El estudiante que cuente con su material de trabajo en cada clase, descubrirá con mayor facilidad los objetivos del temario y adquirirá un sentido de la auténtica responsabilidad poniendo atención en los pequeños detalles.

B) SABER SEGUIR INDICACIONES.

Este es uno de los puntos débiles de los jóvenes, pues no escuchan lo que se les dice, simplemente oyen y critican la actividad antes de que se les termine de decir de qué se trata. Tampoco leen lo que se les propone, lo cual va desde una simple instrucción en el material de trabajo o el pizarrón, hasta un lineamiento en un examen. Así mismo, la mayoría de los estudiantes muestran problemas para fijar la atención, lo cual se refleja cuando preguntan lo que ya se ha dicho, repetido y explicado o también cuando preguntan un procedimiento aun teniéndolo por escrito en no más de dos renglones.

Si el joven aprende a seguir indicaciones desarrollará necesariamente hábitos de orden que lo llevarán a tener una vida organizada, por lo que distinguirá claramente metas y objetivos a corto mediano y largo plazo, así como los medios necesarios para conseguir lo que se proponga.

C) UN LUGAR PARA CADA COSA Y CADA COSA EN SU LUGAR.

En la actualidad es común que los estudiantes le presten mayor atención a los momentos recreativos que a los reflexivos, pues la información a la que están expuestos es tan vasta que es complicado que distingan metas a largo plazo, poniendo mucha atención en el presente y la experiencia del hoy y descuidando la conciencia de que se pueden generar consecuencias negativas si no se pone especial atención a lo que se hace a en cada momento de la vida (esto en la medida de lo posible).

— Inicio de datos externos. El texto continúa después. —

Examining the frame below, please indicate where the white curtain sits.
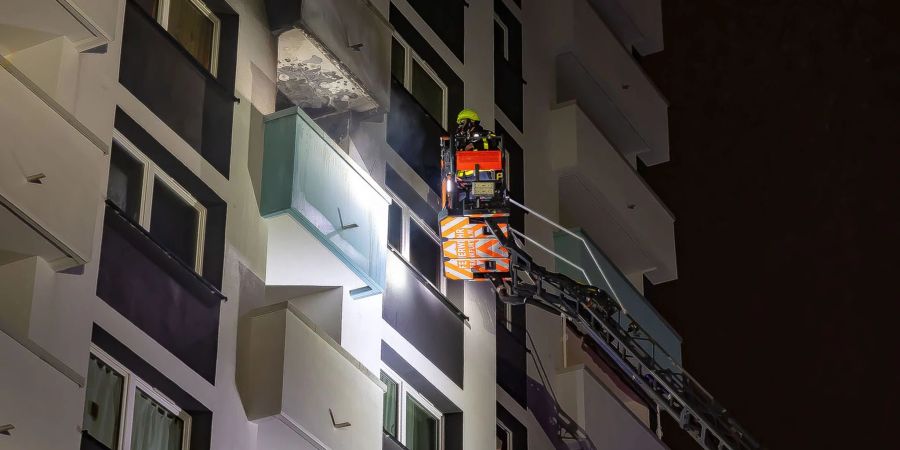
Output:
[131,389,184,450]
[82,355,125,449]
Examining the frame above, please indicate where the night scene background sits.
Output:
[642,0,900,450]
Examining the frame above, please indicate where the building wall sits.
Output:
[0,0,676,450]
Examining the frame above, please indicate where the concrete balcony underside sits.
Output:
[551,102,677,283]
[237,303,385,450]
[557,365,668,450]
[556,0,669,165]
[0,58,105,270]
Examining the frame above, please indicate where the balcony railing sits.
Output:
[554,230,681,367]
[260,108,390,297]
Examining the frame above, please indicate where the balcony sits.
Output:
[556,0,669,165]
[550,102,678,283]
[554,229,681,367]
[0,58,106,270]
[260,108,390,298]
[556,366,668,450]
[237,303,385,450]
[0,0,110,56]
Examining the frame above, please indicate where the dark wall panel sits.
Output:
[115,108,227,288]
[381,255,464,386]
[409,0,466,62]
[384,164,440,232]
[387,79,445,191]
[497,403,528,450]
[119,0,238,177]
[381,341,462,414]
[390,2,465,126]
[97,207,220,383]
[494,0,524,130]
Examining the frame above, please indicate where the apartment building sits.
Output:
[0,0,680,450]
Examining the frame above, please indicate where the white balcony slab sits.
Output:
[556,365,668,450]
[556,0,669,165]
[0,56,106,269]
[551,102,677,283]
[237,303,384,450]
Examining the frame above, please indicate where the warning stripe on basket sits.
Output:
[444,258,509,274]
[443,238,509,258]
[444,260,475,280]
[441,216,509,239]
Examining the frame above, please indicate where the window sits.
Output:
[388,201,403,253]
[107,131,206,273]
[494,15,509,61]
[388,189,444,292]
[409,220,443,287]
[381,368,443,450]
[391,36,447,129]
[381,372,400,439]
[82,346,191,450]
[153,0,221,74]
[497,422,512,450]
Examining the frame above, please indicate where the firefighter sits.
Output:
[454,108,497,150]
[453,108,503,207]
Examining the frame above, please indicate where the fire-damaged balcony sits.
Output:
[551,102,677,283]
[237,302,385,450]
[556,0,669,165]
[260,108,390,297]
[266,0,392,146]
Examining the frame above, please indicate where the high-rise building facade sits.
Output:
[0,0,681,450]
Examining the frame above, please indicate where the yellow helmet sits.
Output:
[456,108,481,125]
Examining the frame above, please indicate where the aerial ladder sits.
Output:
[439,136,762,450]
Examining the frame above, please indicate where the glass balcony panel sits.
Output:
[554,230,681,367]
[261,108,390,294]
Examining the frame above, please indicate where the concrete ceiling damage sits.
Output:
[277,28,378,117]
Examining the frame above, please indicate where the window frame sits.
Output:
[113,129,207,273]
[82,343,192,450]
[381,364,445,450]
[393,33,449,130]
[156,0,222,77]
[385,187,447,295]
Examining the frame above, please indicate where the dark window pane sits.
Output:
[82,355,125,449]
[106,142,144,221]
[497,424,512,450]
[406,396,438,450]
[409,220,441,286]
[381,372,400,438]
[391,39,406,83]
[168,0,214,69]
[411,60,444,125]
[150,179,198,266]
[388,203,403,252]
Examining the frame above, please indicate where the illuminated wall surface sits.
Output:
[260,108,389,294]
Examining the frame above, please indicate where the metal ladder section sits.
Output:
[488,203,762,450]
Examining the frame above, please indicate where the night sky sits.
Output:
[642,0,900,450]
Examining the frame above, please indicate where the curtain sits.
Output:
[131,389,184,450]
[381,373,397,438]
[406,397,438,450]
[82,355,125,449]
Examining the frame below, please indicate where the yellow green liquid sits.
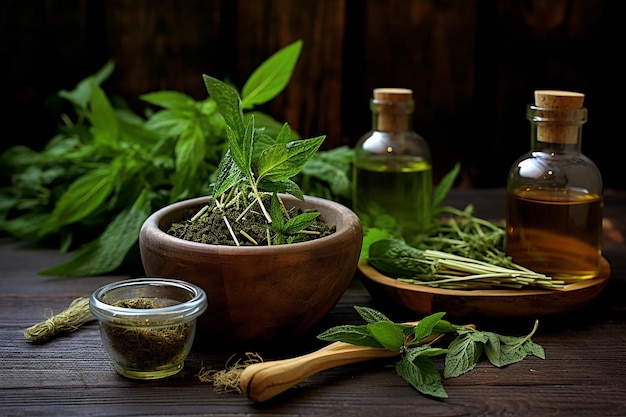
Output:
[353,155,432,237]
[506,188,603,281]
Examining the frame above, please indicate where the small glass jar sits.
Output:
[89,278,208,379]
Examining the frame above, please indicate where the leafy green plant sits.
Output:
[196,75,325,244]
[318,306,545,398]
[0,41,349,276]
[361,164,566,290]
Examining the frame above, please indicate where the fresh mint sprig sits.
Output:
[317,306,545,398]
[0,40,352,277]
[203,67,326,240]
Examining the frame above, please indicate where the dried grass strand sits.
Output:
[24,297,94,342]
[197,352,263,394]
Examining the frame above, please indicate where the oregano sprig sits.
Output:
[317,306,545,398]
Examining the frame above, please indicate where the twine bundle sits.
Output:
[24,297,94,342]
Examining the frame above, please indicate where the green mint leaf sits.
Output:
[317,325,384,348]
[284,212,320,234]
[254,179,304,201]
[213,150,245,200]
[241,40,302,109]
[359,227,392,259]
[366,321,404,352]
[39,160,121,236]
[202,75,246,140]
[395,356,448,398]
[257,131,326,181]
[432,163,461,213]
[414,312,446,343]
[354,306,391,323]
[88,81,119,148]
[300,146,354,199]
[276,123,292,144]
[443,331,488,378]
[243,111,300,143]
[404,345,449,361]
[484,323,546,367]
[170,119,206,202]
[367,239,432,278]
[139,90,196,109]
[269,193,285,229]
[38,189,151,277]
[226,114,254,180]
[145,109,197,137]
[433,320,456,333]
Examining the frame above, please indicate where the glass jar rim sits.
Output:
[89,277,208,326]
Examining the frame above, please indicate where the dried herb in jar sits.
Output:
[102,298,191,369]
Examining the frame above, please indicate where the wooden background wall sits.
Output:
[0,0,626,188]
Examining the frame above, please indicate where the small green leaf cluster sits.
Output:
[203,70,325,243]
[0,41,351,276]
[361,164,566,290]
[318,306,545,398]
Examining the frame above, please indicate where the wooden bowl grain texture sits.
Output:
[358,258,611,318]
[139,195,363,342]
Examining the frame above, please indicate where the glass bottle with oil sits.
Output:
[352,88,432,242]
[506,90,603,283]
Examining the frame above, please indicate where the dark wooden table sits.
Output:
[0,189,626,417]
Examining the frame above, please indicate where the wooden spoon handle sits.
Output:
[240,342,399,402]
[240,328,444,402]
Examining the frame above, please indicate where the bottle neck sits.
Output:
[370,99,413,132]
[526,105,587,153]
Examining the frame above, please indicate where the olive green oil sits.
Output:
[506,188,603,280]
[354,155,432,240]
[352,88,432,243]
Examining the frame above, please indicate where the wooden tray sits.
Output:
[358,258,611,318]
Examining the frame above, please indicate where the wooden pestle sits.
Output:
[240,323,444,402]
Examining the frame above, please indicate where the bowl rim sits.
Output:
[140,194,362,255]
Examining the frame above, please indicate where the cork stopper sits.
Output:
[373,88,413,132]
[535,90,585,144]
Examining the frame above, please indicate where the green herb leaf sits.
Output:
[317,325,383,348]
[443,331,487,378]
[367,321,404,352]
[88,81,119,148]
[139,90,196,109]
[484,322,546,367]
[257,136,326,181]
[39,190,150,277]
[354,306,391,323]
[395,356,448,398]
[367,239,432,278]
[318,306,545,398]
[414,313,446,342]
[241,40,302,109]
[202,75,246,140]
[39,163,120,236]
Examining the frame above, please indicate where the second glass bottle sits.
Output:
[352,88,432,243]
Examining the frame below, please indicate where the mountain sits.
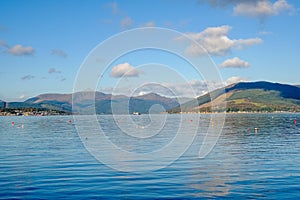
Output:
[168,81,300,113]
[0,92,179,114]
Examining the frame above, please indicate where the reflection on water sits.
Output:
[0,114,300,199]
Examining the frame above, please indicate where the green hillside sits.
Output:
[168,82,300,113]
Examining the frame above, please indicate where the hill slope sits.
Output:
[168,81,300,113]
[4,92,179,114]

El estudiante que aprenda a dedicar todo su esfuerzo a lo que le exija el momento será capaz, por consecuencia, de elaborar los proyectos necesarios para los diferentes contextos de la vida en los que se mueve cada ser humano, lo que llevará a lograr objetivos y experimentar la satisfacción de un trabajo bien hecho, el cual no se limita solo al ambiente académico, sino a todos los aspectos de la vida de una persona.

EN CONCLUSIÓN.

El hecho de que se sigan estas sugerencias no garantiza el éxito total de la vida académica, pues esta se enriquece también del toque personal de cada quien, es decir, ese estilo particular que nos hace únicos e irrepetibles como personas. En pocas palabras los logros se deberán, no al seguimiento de recetas, sino al esfuerzo y dedicación que se ponga a las circunstancias para obtener dichos logros, ya que solo así se obtiene el auténtico triunfo.